Yorkshire GREEN Case Study

Engineer wearing PPE and holding a tablet inspecting a fence by an electricity substation

The Project

The Yorkshire Green Energy Enablement (GREEN) project is a proposal by National Grid Electricity Transmission to upgrade and reinforce the high-voltage power network, so that more low-carbon energy can get to homes and businesses in Yorkshire and further afield.

The project proposes new infrastructure including substations, overhead lines, underground cables, and cable sealing and compounds (where underground cables meet overhead lines). It also includes work to upgrade the existing transmission system, including some installation of new equipment at existing sites.


The Yorkshire GREEN project is classified as Nationally Significant Infrastructure Project and under the Planning Act 2008 needs to have a Development Consent Order (DCO) granted by the Secretary of State before it can be constructed. As part of this process, we are required to consult on our project proposals.  On the Yorkshire GREEN project, we held non-statutory consultation in Spring 2021 and statutory consultation from October to December 2021.

How feedback is shaping our approach to consultation and engagement

Before non-statutory consultation in Spring 2021, we consulted the host local authorities on our proposed Consultation Strategy and used their feedback to finalise our consultation approach.

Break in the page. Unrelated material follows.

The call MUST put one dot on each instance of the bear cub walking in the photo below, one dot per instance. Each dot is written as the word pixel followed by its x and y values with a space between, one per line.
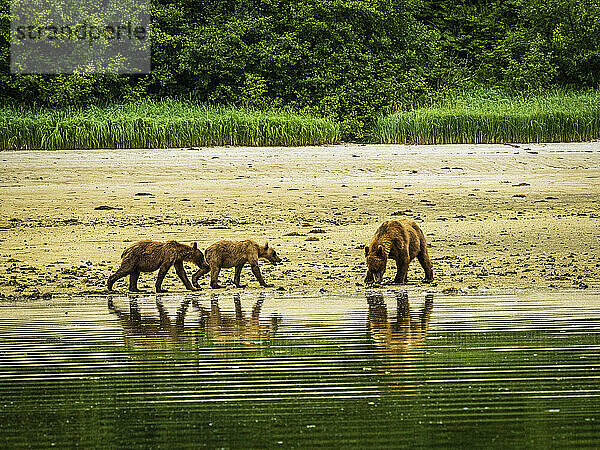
pixel 401 240
pixel 227 254
pixel 149 256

Due to Covid restrictions our approach did not allow for face-to-face events or for hard copies of materials to be available in deposit sites such as libraries.

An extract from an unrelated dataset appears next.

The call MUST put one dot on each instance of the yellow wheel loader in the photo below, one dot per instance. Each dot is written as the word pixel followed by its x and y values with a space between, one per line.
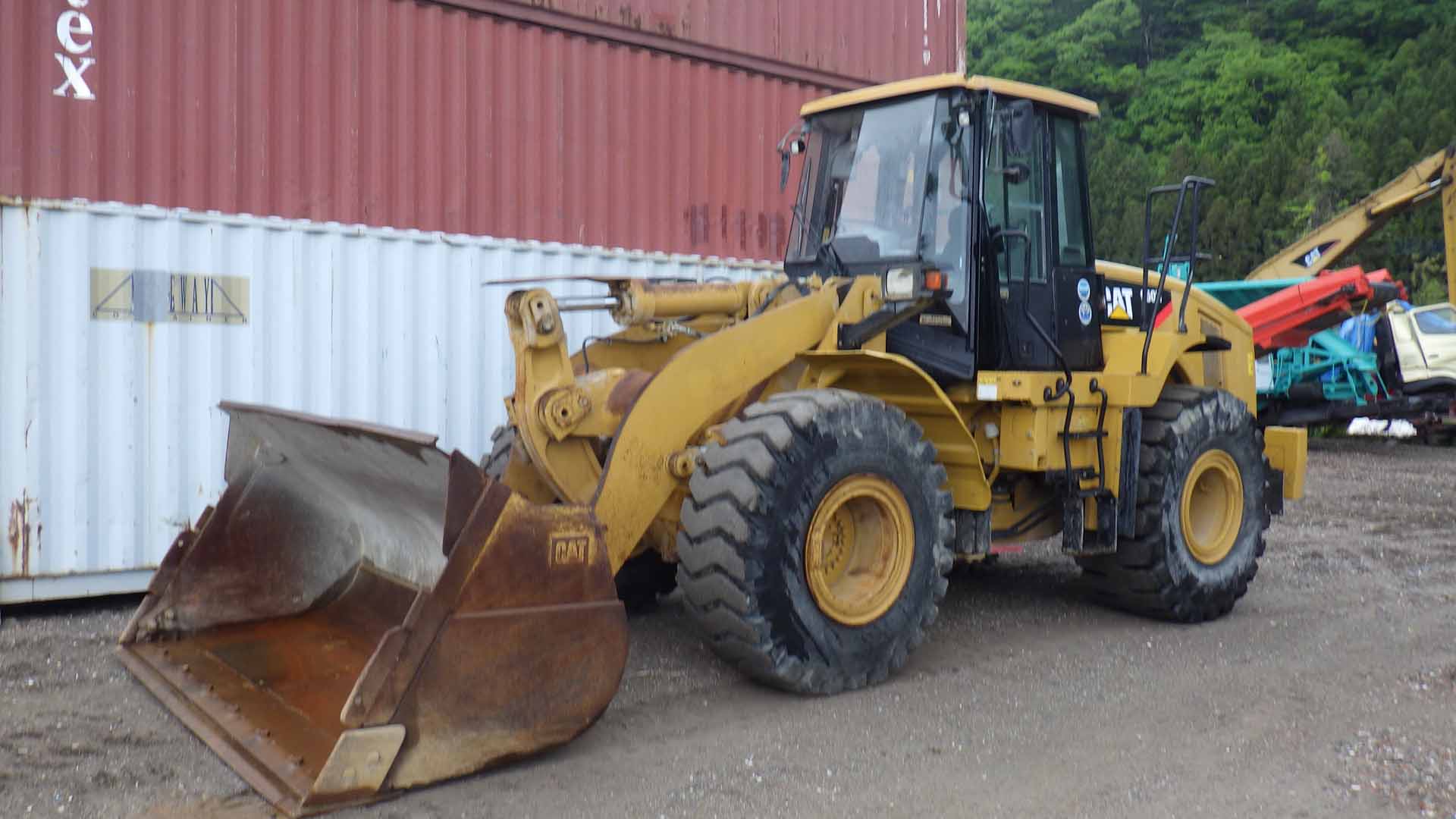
pixel 943 366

Similarly, our statutory consultation was shaped through engagement with local authorities on our draft Statement of Community Consultation (SoCC) in addition to any feedback received from our non-statutory consultation. Having incorporated feedback, we agreed our consultation strategy with local authorities before delivering our consultation. View final SOCC.

As Covid guidelines had changed since our non-statutory consultation, in addition to engaging digitally (which opened up consultation to a broader audience) we were also able to hold public events and make hard copies of materials available for our statutory consultation.

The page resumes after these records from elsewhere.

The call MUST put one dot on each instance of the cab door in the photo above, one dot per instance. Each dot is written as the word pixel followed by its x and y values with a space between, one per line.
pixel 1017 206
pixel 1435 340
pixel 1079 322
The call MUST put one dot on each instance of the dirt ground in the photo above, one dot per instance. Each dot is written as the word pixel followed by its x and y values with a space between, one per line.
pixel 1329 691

Key changes to our approach between our first and second rounds of consultation included:

  • Mailing zone: The consultation mailing zone was expanded to ensure more people were made aware of our statutory consultation. This was in response to the level of feedback received during non-statutory consultation, changes to the project’s red line boundary and in recognition of more detailed information becoming available at the statutory consultation stage.
  • Interactive elements: Feedback from non-statutory consultation suggested that the information we were communicating was very complicated. For statutory consultation, we took further steps to clearly present our proposals. We introduced an interactive map, flyover video and animations to help people understand the very complex information.
  • Hard-to-reach groups: Given limited engagement from hard-to-reach groups during the non-statutory consultation, direct phone calls and emails were made in advance of the consultation launch. Materials were offered in different formats (e.g. large print and braille) to these groups in advance of and during the statutory consultation. Hard copy documents were also made available in recognition of face-to-face engagement being introduced.
  • Consultees: Following insight gathered between consultation phases, additional stakeholders were identified and consulted during the statutory consultation. This list included stakeholders suggested by local authorities.
  • Briefings: A wider invitee list was drawn up for pre-consultation briefings, including all political officers at the respective local authorities and wider parish council representatives. The approach to consultation was shared with these stakeholders and we welcomed suggestions for additional stakeholders to engage and how best to reach out to them.
  • Hard copy documents were made available within and outside of the core consultation mailing zone. People were able to collect consultation booklets and feedback questionnaires from libraries and other locations.
  • Face-to-face: Given changes in Covid guidelines since non-statutory consultation, we were able to hold four face to face events for statutory consultation in addition to online briefings and webinars.
  • Online: as with non-statutory consultation, all information for statutory consultation was available online. We made the pages easier to navigate and created additional content including an animation explaining the consenting process.